Скоков взял трубку совершенно некстати зазвонившего телефона.

— Агентство «Лучник»… Я вас слушаю… Очень приятно… Подъезжайте, буду ждать.

Положив трубку, Скоков откинулся на спинку кресла и, придав голосу вежливые, до предела доверительные нотки — так он обычно разговаривал только с особо опасными преступниками, — сказал:

— Звонил Спицын, адвокат Ракитиной. Желает встретиться… Что ему от меня нужно?

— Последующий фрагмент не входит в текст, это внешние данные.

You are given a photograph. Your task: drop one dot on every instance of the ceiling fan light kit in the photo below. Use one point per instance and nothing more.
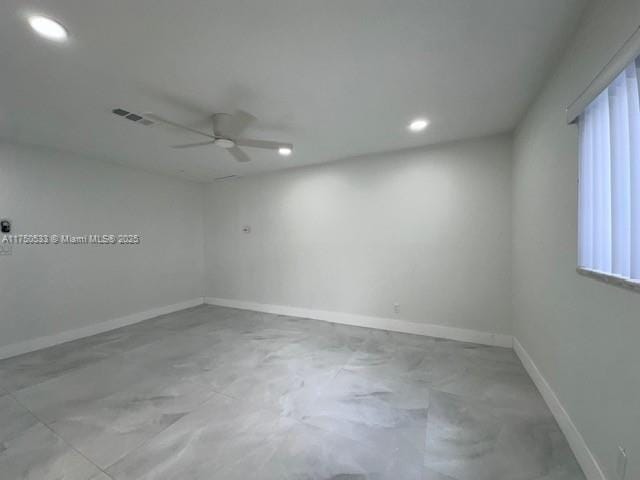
(226, 133)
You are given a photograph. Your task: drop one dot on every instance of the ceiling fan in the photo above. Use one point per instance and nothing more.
(225, 133)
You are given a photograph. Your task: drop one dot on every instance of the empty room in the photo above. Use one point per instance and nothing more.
(320, 240)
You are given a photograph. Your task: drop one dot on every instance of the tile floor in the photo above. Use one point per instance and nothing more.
(218, 393)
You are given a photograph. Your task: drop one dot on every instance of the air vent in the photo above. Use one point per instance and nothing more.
(134, 117)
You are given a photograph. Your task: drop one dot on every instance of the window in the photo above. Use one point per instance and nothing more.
(609, 188)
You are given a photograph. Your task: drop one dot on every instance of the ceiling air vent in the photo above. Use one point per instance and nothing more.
(134, 117)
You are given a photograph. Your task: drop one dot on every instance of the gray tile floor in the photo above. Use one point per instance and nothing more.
(218, 393)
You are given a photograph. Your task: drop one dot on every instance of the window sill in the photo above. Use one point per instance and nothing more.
(610, 279)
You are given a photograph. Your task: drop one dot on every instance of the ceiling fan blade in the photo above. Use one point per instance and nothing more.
(189, 145)
(238, 154)
(159, 119)
(247, 142)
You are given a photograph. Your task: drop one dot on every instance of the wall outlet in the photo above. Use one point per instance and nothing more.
(621, 465)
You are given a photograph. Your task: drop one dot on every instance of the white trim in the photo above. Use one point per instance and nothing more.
(585, 458)
(51, 340)
(391, 324)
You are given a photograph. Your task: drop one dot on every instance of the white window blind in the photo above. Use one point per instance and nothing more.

— Чтобы вы нашли мужа Ракитиной.

— Так он подъедет вместе с ней?

— Да.

— Твоя работа?

Климов, словно защищаясь от удара, вскинул руку.

— Семен Тимофеевич, я только выполнил вашу просьбу… Вы сами говорили: «Ребята, ищите мне клиентов!» Вот я и нашел… Богатую, как английская королева, талантливую, как Алла Пугачева. А надобно ей совсем немного: отыскать мужа!

— Ты хочешь, чтобы мы работали в паре?

— Я вам помогу, но только с одним условием: я к вам не приходил и ничего не предлагал.

— Значит, ты ведешь расследование независимо от меня, а когда я выйду на убийцу…

— Семен Тимофеевич, вы опять меня неправильно поняли… — На лице Климова мгновенно отразилась мука человека, загремевшего в ад и воочию увидевшего сковородку, на которой ему предстояло жариться. — Я — пристяжная, был ей и остался.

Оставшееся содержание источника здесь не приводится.